Calculate Average value in WordCount MapReduce on Hadoop

The famous example of Word Count that can be found here here Shows a simple MapReduce that sets counter of words.

Here we set an example that instead of counting the words, will print out the average value of word count.

In order to do so, we changed the original program:

We separated between combiner and reducer (it was the same class used for both puposes)
We created a new reducer that accumulates the Average value accross the iterations and eventually prints the final value

The code can be downloaded from here.

Usage

Let’s take three files with words:

$ echo “Hadoop is an elephant” > file0
$ echo “Hadoop is as Yellow as can be” > file1
$ echo “Oh what a yellow fellow is Hadoop” > file2
$ hdfs dfs -put file* /user/ran/wordcount/input

Now we run the original WordCount program on this file. The result will look something like this:

a 1
an 1
as 2
be 1
can 1
elephant 1
fellow 1
hadoop 3
is 3
oh 1
what 1
yellow 2

Now let’s run our WordCountAverage program. The new result will look like this:

avegage 1.0
avegage 1.0
avegage 1.3333334
avegage 1.25
avegage 1.2
avegage 1.1666666
avegage 1.1428572
avegage 1.375
avegage 1.5555556
avegage 1.5
avegage 1.4545455
avegage 1.5

The last line is the true average result.

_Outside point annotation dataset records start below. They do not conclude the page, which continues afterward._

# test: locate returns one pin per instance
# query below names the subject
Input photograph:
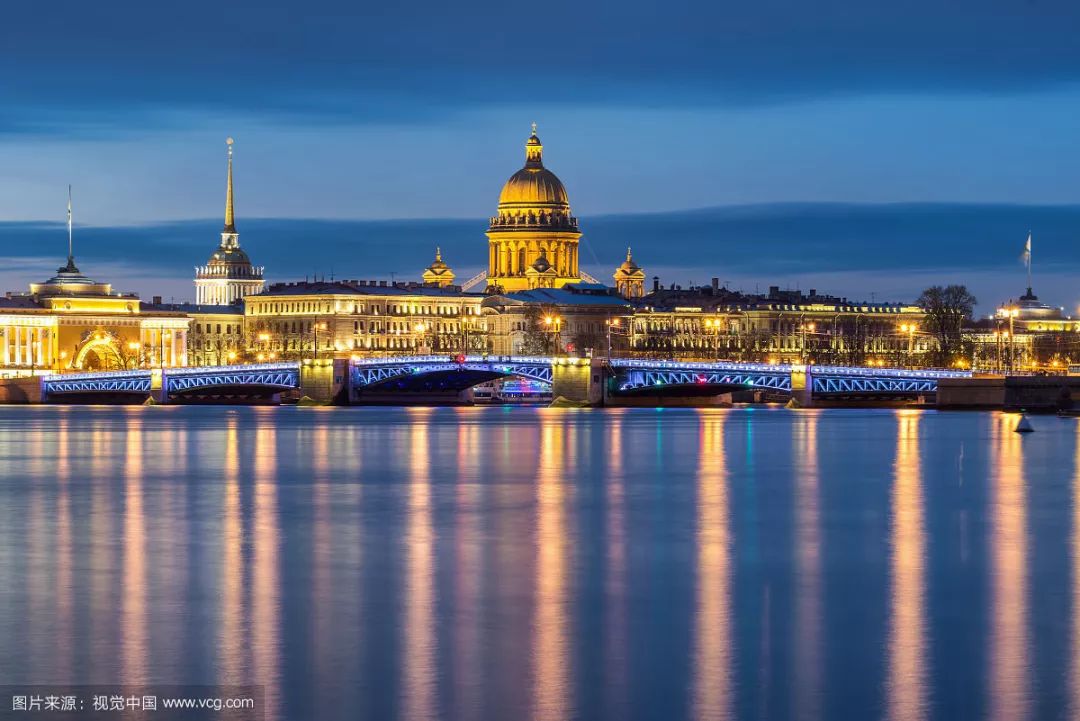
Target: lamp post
(909, 328)
(316, 326)
(611, 323)
(422, 329)
(553, 323)
(806, 327)
(134, 347)
(1012, 335)
(713, 326)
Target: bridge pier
(802, 386)
(325, 380)
(580, 381)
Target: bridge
(216, 383)
(404, 379)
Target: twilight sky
(347, 111)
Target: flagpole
(1029, 262)
(70, 255)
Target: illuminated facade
(782, 326)
(228, 275)
(291, 321)
(532, 240)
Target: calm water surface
(539, 563)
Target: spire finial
(230, 226)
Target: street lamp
(909, 328)
(611, 323)
(806, 327)
(134, 348)
(553, 323)
(1012, 313)
(422, 329)
(319, 325)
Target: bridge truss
(282, 376)
(116, 381)
(373, 371)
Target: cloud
(88, 66)
(856, 250)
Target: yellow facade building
(532, 240)
(301, 320)
(72, 323)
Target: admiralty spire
(532, 240)
(228, 275)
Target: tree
(946, 309)
(538, 337)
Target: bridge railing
(445, 357)
(888, 372)
(237, 367)
(705, 365)
(96, 375)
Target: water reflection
(907, 644)
(418, 655)
(1008, 538)
(807, 694)
(712, 621)
(615, 586)
(551, 624)
(134, 551)
(266, 582)
(468, 546)
(230, 641)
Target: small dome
(531, 188)
(233, 256)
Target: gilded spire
(230, 226)
(534, 150)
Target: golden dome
(531, 188)
(534, 195)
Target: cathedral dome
(532, 187)
(534, 195)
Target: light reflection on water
(534, 563)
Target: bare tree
(946, 309)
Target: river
(541, 563)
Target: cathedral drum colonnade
(532, 242)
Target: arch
(105, 349)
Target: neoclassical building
(71, 322)
(532, 240)
(229, 274)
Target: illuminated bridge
(397, 378)
(440, 373)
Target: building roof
(234, 309)
(362, 288)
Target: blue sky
(349, 111)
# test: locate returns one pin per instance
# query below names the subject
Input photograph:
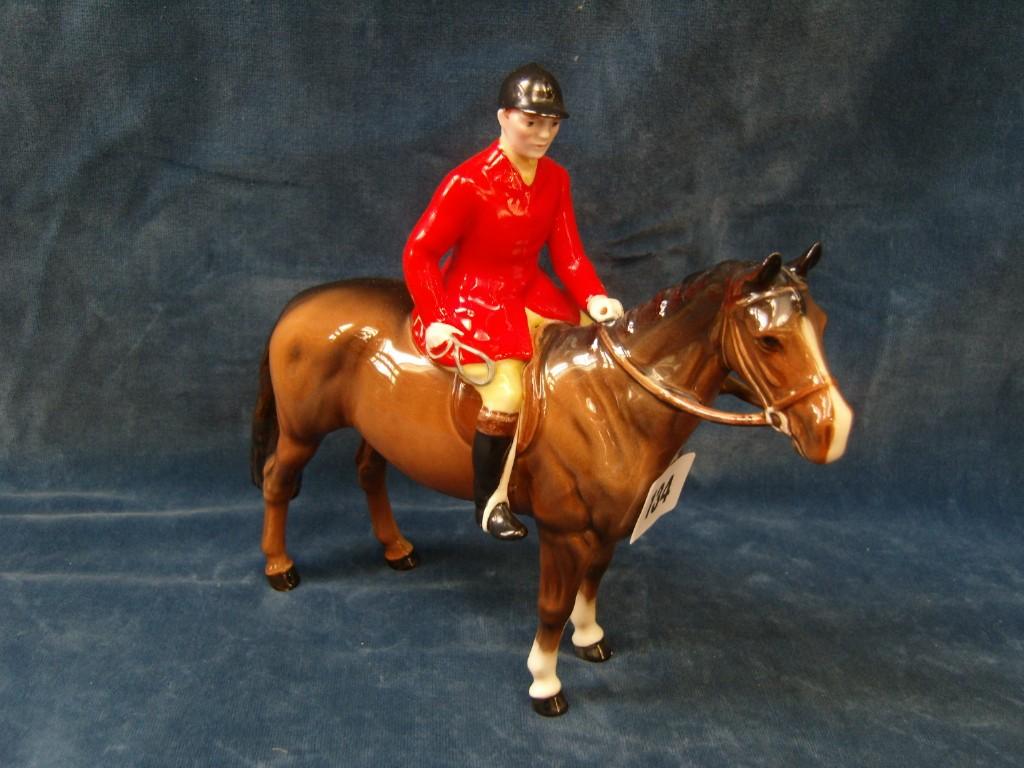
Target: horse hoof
(599, 651)
(551, 707)
(285, 582)
(408, 562)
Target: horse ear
(806, 262)
(768, 270)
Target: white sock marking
(584, 617)
(542, 666)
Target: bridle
(773, 411)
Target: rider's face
(526, 134)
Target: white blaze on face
(584, 617)
(542, 666)
(842, 415)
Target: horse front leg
(589, 642)
(371, 468)
(564, 559)
(282, 473)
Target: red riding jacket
(497, 225)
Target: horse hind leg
(282, 474)
(589, 641)
(371, 468)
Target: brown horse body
(592, 438)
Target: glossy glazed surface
(343, 355)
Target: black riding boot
(489, 453)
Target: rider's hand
(439, 334)
(602, 309)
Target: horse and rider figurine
(480, 378)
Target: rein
(772, 415)
(686, 404)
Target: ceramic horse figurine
(341, 355)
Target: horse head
(771, 337)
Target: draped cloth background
(171, 173)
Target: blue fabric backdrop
(171, 173)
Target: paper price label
(664, 495)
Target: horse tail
(264, 433)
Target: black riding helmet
(534, 89)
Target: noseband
(773, 415)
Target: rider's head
(530, 108)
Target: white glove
(602, 309)
(439, 334)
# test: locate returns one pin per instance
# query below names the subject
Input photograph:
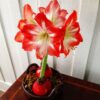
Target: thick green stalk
(44, 63)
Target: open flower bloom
(28, 17)
(72, 36)
(54, 13)
(42, 36)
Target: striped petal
(72, 36)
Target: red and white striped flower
(72, 36)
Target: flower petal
(21, 24)
(72, 36)
(28, 45)
(19, 37)
(28, 13)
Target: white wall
(93, 65)
(83, 62)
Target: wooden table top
(73, 89)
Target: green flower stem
(44, 63)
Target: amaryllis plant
(51, 31)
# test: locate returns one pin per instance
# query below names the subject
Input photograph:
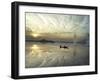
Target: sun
(35, 35)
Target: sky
(56, 23)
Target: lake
(39, 54)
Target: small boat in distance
(65, 47)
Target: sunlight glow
(35, 47)
(35, 35)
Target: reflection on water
(51, 55)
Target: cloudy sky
(56, 23)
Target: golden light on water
(35, 47)
(35, 35)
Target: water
(51, 55)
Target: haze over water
(56, 40)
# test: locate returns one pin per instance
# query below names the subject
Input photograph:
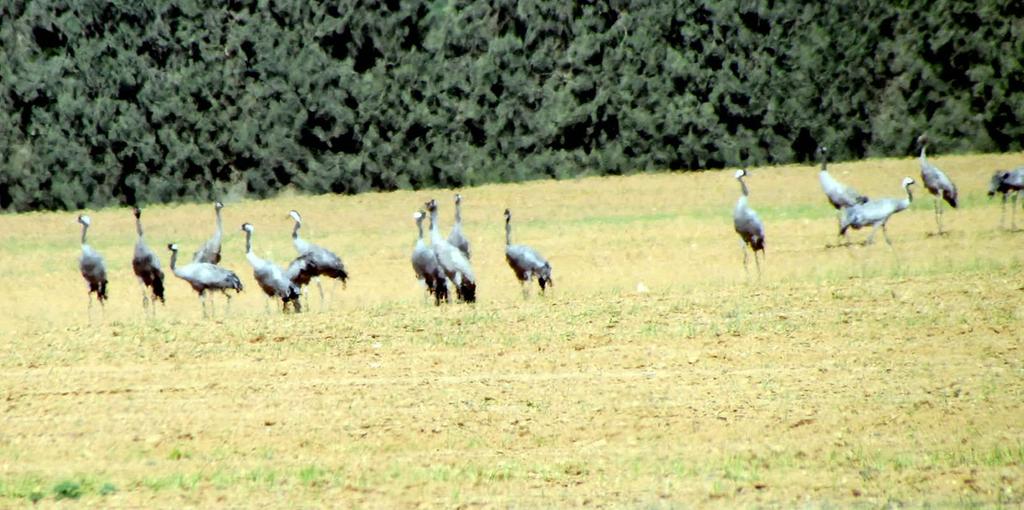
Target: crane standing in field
(457, 238)
(210, 251)
(748, 224)
(146, 267)
(839, 195)
(525, 261)
(428, 269)
(453, 262)
(205, 278)
(1008, 182)
(313, 261)
(92, 267)
(270, 279)
(877, 213)
(937, 183)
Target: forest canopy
(134, 101)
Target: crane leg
(1003, 214)
(320, 288)
(885, 234)
(870, 238)
(742, 247)
(145, 297)
(1013, 213)
(938, 212)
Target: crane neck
(435, 235)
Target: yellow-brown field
(859, 376)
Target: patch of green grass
(68, 490)
(312, 475)
(178, 481)
(178, 454)
(23, 486)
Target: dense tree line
(125, 101)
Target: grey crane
(839, 195)
(91, 264)
(453, 262)
(313, 261)
(210, 251)
(1008, 182)
(457, 238)
(204, 278)
(525, 261)
(748, 224)
(146, 266)
(937, 183)
(428, 269)
(877, 213)
(270, 279)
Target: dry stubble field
(860, 376)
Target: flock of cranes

Each iteration prints an intermidiate result, but only the last one is the final result.

The code

package com.ransilberman;

import java.io.IOException;
import java.util.StringTokenizer;

import org.apache.hadoop.conf.Configuration;
import org.apache.hadoop.fs.Path;
import org.apache.hadoop.io.FloatWritable;
import org.apache.hadoop.io.IntWritable;
import org.apache.hadoop.io.Text;
import org.apache.hadoop.mapreduce.Job;
import org.apache.hadoop.mapreduce.Mapper;
import org.apache.hadoop.mapreduce.Reducer;
import org.apache.hadoop.mapreduce.lib.input.FileInputFormat;
import org.apache.hadoop.mapreduce.lib.output.FileOutputFormat;

public class WordCountAverage {

    public static class TokenizerMapper
            extends Mapper<Object, Text, Text, IntWritable>{

        private final static IntWritable one = new IntWritable(1);
        private Text word = new Text();

        public void map(Object key, Text value, Context context
        ) throws IOException, InterruptedException {
            StringTokenizer itr = new StringTokenizer(value.toString().toLowerCase());
            while (itr.hasMoreTokens()) {
                word.set(itr.nextToken());
                context.write(word, one);
            }
        }
    }

    public static class IntSumReducer
            extends Reducer<Text,IntWritable,Text,IntWritable> {
        private IntWritable result = new IntWritable();

        public void reduce(Text key, Iterable<IntWritable> values,
                           Context context
        ) throws IOException, InterruptedException {
            int sum = 0;
            for (IntWritable val : values) {
                sum += val.get();
            }
            result.set(sum);
            context.write(key, result);
        }
    }

    public static class Reduce
            extends Reducer<Text,IntWritable,Text,FloatWritable> {
        private FloatWritable result = new FloatWritable();
        Float average = 0f;
        Float count = 0f;
        int sum = 0;
        public void reduce(Text key, Iterable<IntWritable> values,
                           Context context
        ) throws IOException, InterruptedException {

            Text sumText = new Text("avegage");
            for (IntWritable val : values) {
                sum += val.get();

            }
            count += 1;
            average = sum/count;
            result.set(average);
            context.write(sumText, result);
        }
    }

    public static void main(String[] args) throws Exception {
        Configuration conf = new Configuration();
        Job job = Job.getInstance(conf, "word count");
        job.setJarByClass(WordCountAverage.class);
        job.setMapperClass(TokenizerMapper.class);
        job.setCombinerClass(IntSumReducer.class);
        job.setReducerClass(Reduce.class);
        job.setOutputKeyClass(Text.class);
        job.setOutputValueClass(IntWritable.class);

        FileInputFormat.addInputPath(job, new Path(args[0]));
        FileOutputFormat.setOutputPath(job, new Path(args[1]));
        System.exit(job.waitForCompletion(true) ? 0 : 1);
    }
}

Note: this post was revised in January 20th, 2017 to reflect changes in Kafka

Background:

When using Apache Kafka, one concern raised is how to run unit tests for the consumers without the need to start a whole Kafka cluster and Zookeeper.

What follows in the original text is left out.